Newly appointed Deputy CEO of VM Wealth Management and VM Investments Limited, Brian Frazer, is encouraging investors, particularly those in it for the long haul, to maintain course a little longer despite the pressure on some portfolios as markets soften.
Frazer, who made his d?but on VM Wealth Management’s investment series VM Wealth Talk on Thursday, following his departure from Scotia Investments Jamaica Limited in September after two decades, urged investors to ignore their nagging fear of portfolios going bust from choppy market conditions.
Instead, he argued that the downturn in the local market, along with a looming recession in the United States, provides an opportunity to reap rewards.
“Pension trustees, for example, tends to get jittery at this point when they see negative returns in fixed income, negative returns in equity. But at this point I want to remind you to stay the course, look at long-term objectives, look at asset allocation and ensure that you stick to it and be disciplined at this time,” he said.

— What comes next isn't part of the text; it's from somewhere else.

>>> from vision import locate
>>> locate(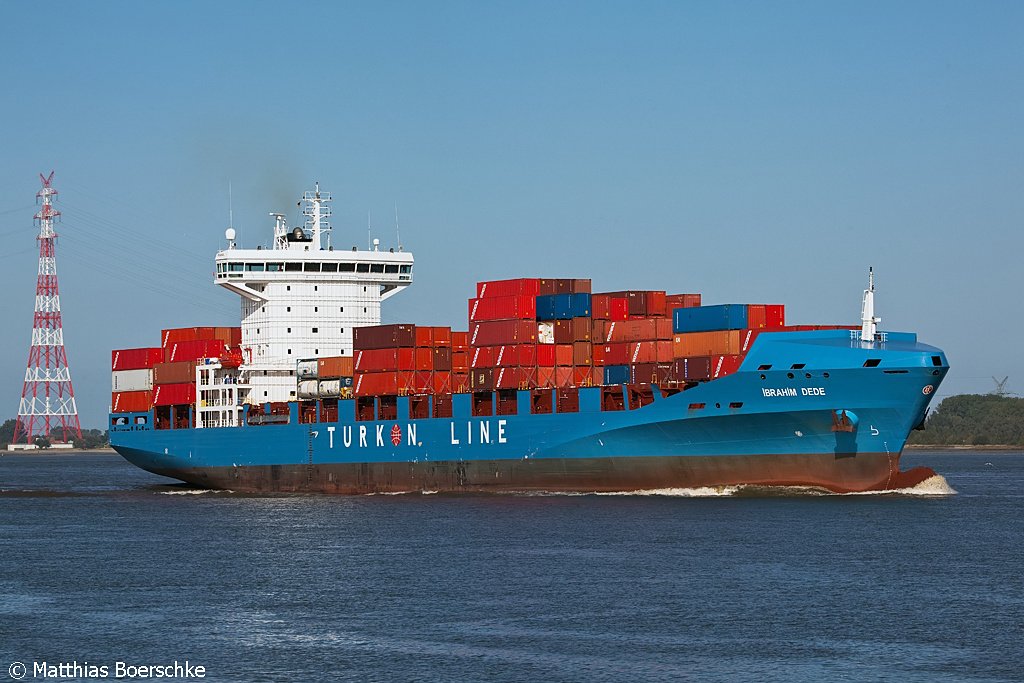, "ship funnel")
[860,267,882,341]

There is an expectation that the US and other economies may enter recession by the middle of next year, due to rising interest rates, elevated commodity prices, bond prices taking a beating, and falling stock prices.
Still, the effects are not expected to be too severe.
Locally, Senior Economics Lecturer Dr Andre Haughton, who was also a guest speaker at the VM event, foresees Jamaica being spared from recession but said volatile market conditions are expected to continue for another 12 to 18 months.
“Although we are very focused on what’s happening in the next 12 months because we are taking a long-term view, the focus shouldn’t be just on next year when we think there will be a recession. We need to look beyond that at the asset classes that performed well in a recession but also after the recovery because you want to ensure that your portfolio is structured to take advantage of the recovery,” said Frazer.
“Market data shows that typically, the US market underperforms one year prior to recession and then about 12 to 24 months thereafter this market delivered returns in excess of 45 to 80 per cent. So again, what we are saying to our long-term investors is to remain in the market so that you can participate in the recovery,” he said.
Beating volatile market conditions over the long term begins with strategic asset allocation, said the VMIL executive, adding that securities selection is a far second, followed by market timing, and other factors.
For those other already in the fixed income market, Frazer is encouraging investors to maintain exposure to local variable rates and short duration bonds over the short to medium term, to capitalise on elevated rates. As local and US interest rates peak, investors are being advised to rebalance into bonds with longer maturing and to later focus on high credit quality – preferably investment-grade over high-yield – heading into the recession.
Interest rates in the US are expected to peak at 5 per cent by second quarter of 2023, and stay elevated up to around the first quarter of 2024.
Locally, expectations are that interest rates will peak earlier, possibly in by March 2023, between 7 and 8 per cent. The policy rate is currently at 6.5 per cent.
“We believe this will be case because if you recall, our central bank started raising rates early, which was a key factor in the appreciation in the Jamaican dollar year to date. Based on how soon our central bank started raising rates, we would have seen an appreciation against most of the major currencies,” said Frazer.
“However, if BOJ were to pause before the Fed then we could see some amount of depreciation going forward, and as such, from a diversification perspective, we’ll encourage investors to maintain exposure to hard currency bonds,” Frazer said.
The Fed is a reference to America’s central bank, known as the Federal Reserve.
As for long-term equity market investors, the Deputy CEO recommends rotating into fundamentally good companies on the local stock market that are undervalued. The focus, he said, should be on companies with good long-term fundamentals, good practices, and good management structures and that investors continue to keep watch on sectors that are expected to outperform once the local market rebounds, including tourism.
The approach for investors holding US equities would be a little different, given the looming recession.
“My advice would be to rotate into defensive stocks that outperform a recession and to rotate into other cyclical and growth stocks when the US economy moves into recovery. They say cash is king, but for me, do not stay on the sideline with your cash. You need to put that cash to work in the market so that you don’t miss out on the recovery after the recession,” he said.
He is also encouraging long-term investors, particularly pension funds, to maintain some exposure to alternative investments, including real estate but preferably the commercial segment.